Кайа #1 | страница 107



— Какой из чемоданов твой? — задала воспитатель мне риторический вопрос, ибо было совершенно очевидно, что чемодан из крокодиловой кожи или какого-то иного, подобного ему гада, здесь мог принадлежать только мне.

Я указал на него, после чего та приступила к его аккуратному потрошению.

— Открой, пожалуйста, свою тумбочку, — обратилась ко мне другая.

Вместо требуемого действия, я просто передал ей ключ.

Поскольку из ценных вещей у меня были только видеофон, который я всегда держал при себе, вэм — стоящий в данным момент на столе, да конверт с деньгами, то открыв мою тумбочку, на нее были выложены лишь «зарядка» от видеофона, да конверт. В который, естественно, также сунули свой нос, на всякий случай.

— Тут нигде ничего нет, — констатировала факт одна из проверяющих воспитателей.

— Проверьте ее кровать, — приказала Директриса.

— Кайа, ты можешь убрать на место свои вещи, — сказала мне воспитатель.

— Это ваше требование или просьба? — уточнил я.

— Просьба, конечно, — за нее ответила Директриса.

— В таком случае, я отказываю вам в вашей просьбе, — был мой ответ воспитателю, — я вам не Прислужница и даже не домработница. Раз вы все вытащили — будьте так любезны, уберите все на место. Аккуратно, само собой! Как говорится, любишь кататься — люби и саночки возить!

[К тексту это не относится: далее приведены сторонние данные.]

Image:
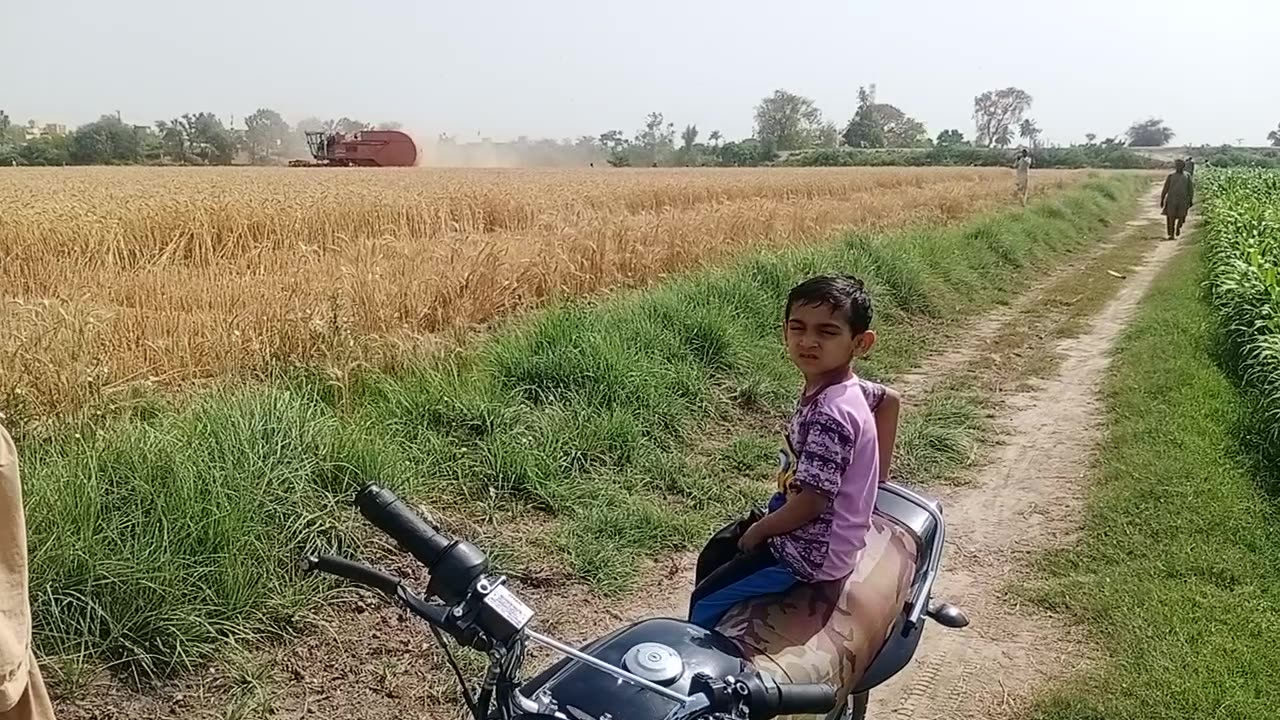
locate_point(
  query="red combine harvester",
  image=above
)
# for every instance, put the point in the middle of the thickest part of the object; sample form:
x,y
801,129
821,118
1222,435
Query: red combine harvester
x,y
365,149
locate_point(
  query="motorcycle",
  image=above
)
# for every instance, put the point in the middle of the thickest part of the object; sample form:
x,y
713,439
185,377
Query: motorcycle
x,y
663,669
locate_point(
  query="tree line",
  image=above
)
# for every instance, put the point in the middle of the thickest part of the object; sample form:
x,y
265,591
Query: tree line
x,y
192,139
784,123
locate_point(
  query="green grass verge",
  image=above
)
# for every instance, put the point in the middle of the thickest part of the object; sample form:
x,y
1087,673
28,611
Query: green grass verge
x,y
1178,573
580,434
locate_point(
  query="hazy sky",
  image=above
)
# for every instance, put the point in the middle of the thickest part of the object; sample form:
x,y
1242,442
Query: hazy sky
x,y
565,68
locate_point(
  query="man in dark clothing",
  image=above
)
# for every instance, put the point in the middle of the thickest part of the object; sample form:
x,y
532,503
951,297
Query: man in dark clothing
x,y
1176,199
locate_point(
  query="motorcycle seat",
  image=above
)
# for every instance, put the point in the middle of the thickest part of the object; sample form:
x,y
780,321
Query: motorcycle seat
x,y
832,632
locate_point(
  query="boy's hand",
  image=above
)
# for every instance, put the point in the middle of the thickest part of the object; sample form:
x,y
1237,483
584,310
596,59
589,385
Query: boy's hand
x,y
752,538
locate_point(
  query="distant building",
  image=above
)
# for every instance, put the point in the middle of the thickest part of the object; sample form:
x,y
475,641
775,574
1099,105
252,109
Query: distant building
x,y
36,130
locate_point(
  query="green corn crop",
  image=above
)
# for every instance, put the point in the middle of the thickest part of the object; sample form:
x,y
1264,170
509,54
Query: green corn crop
x,y
1242,220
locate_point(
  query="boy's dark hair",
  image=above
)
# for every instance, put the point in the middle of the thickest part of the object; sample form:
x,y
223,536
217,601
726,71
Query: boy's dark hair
x,y
844,294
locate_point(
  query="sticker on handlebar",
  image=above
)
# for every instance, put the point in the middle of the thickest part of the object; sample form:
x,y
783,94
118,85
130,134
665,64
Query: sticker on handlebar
x,y
510,606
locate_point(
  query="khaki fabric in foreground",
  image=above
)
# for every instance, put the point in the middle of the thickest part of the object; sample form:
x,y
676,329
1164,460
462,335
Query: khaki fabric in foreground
x,y
22,691
830,632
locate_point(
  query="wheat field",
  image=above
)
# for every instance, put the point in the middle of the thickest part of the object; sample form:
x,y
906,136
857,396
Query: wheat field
x,y
118,277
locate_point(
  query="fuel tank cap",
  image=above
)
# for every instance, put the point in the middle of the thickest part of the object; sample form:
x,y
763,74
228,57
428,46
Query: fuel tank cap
x,y
654,662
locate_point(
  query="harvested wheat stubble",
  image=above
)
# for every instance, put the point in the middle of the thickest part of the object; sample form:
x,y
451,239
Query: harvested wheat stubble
x,y
117,276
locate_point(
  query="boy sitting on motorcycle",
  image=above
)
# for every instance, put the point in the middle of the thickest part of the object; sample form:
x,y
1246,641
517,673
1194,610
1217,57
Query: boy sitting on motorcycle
x,y
818,520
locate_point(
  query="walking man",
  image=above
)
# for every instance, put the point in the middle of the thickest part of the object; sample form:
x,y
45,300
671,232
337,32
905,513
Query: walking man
x,y
1023,165
1176,199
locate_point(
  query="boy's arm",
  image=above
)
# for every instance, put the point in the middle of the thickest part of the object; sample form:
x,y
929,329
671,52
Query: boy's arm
x,y
798,510
887,414
821,466
886,406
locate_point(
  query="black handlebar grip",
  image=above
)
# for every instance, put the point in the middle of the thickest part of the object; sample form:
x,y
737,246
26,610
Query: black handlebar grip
x,y
455,565
391,515
353,572
805,700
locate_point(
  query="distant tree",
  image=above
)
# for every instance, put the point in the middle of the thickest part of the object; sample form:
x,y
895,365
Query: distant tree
x,y
173,139
617,146
828,136
688,137
105,141
46,150
209,139
1150,133
748,153
951,139
266,136
880,124
785,121
996,112
689,145
654,142
1029,131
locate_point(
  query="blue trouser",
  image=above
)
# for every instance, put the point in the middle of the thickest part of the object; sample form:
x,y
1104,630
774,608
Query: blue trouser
x,y
749,575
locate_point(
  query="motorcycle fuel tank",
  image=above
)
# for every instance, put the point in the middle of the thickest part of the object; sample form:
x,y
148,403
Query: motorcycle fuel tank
x,y
667,652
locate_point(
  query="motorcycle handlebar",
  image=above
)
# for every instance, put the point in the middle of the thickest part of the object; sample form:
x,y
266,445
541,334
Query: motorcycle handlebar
x,y
769,698
453,564
803,700
353,572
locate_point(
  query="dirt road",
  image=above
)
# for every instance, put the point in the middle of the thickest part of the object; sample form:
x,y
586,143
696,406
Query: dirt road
x,y
1027,500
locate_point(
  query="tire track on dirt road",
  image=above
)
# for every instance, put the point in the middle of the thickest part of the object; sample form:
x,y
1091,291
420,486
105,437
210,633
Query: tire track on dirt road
x,y
1028,499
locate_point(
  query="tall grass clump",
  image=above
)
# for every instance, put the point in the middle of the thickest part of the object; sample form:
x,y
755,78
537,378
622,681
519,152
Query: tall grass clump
x,y
581,440
1242,235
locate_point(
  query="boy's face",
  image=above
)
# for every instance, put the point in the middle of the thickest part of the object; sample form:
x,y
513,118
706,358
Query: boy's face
x,y
821,341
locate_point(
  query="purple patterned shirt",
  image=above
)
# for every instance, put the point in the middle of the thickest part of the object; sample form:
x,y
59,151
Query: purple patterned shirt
x,y
831,450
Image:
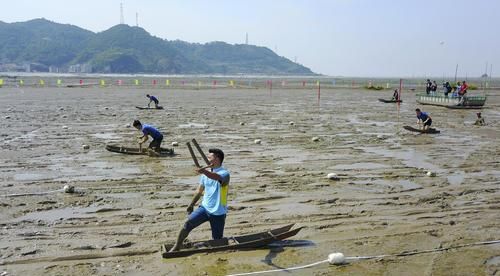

Мой ответ сильно возмутил представителей администрации и воспитателей, последние с явным негодованием посмотрели на меня. Что меня совсем не тронуло. Я, как стоял с безмятежным выражением лица, так и продолжил стоять. Роль необходимо отыграть до конца.

После того, как мои вещи были аккуратно сложены на место, с кровати сначала сняли покрывало. Затем взялись за подушку, сняв с нее наволочку и ощупав. После чего, тоже самое проделали с одеялом.

Не найдя ничего криминального и там — подняли матрац, и вот на этом моменте, я, про себя, само собой, выругался:

— Бляха-муха! Кажется, они искали вот это вот!

На деревянном основании кровати лежал какой-то журнальчик, на обложке которого стояли, держась за руки, мужчина и женщина. Как, блин, «рабочий и колхозница»!

Назывался журнальчик: «Маякъ».

Я отдал должное своему самоконтролю, не побледнев и не изменившись в лице, а все так же бесстрастно взирал на происходящее и записывал все на камеру видеофона.

Взглянул на Директрису. Лицо той, сменив несколько оттенков, стало мертвенно бледным, я услышал, как кто-то испуганно прошептал:

— Диссидентская литература.

— Боже мой… — начала было причитать Директриса.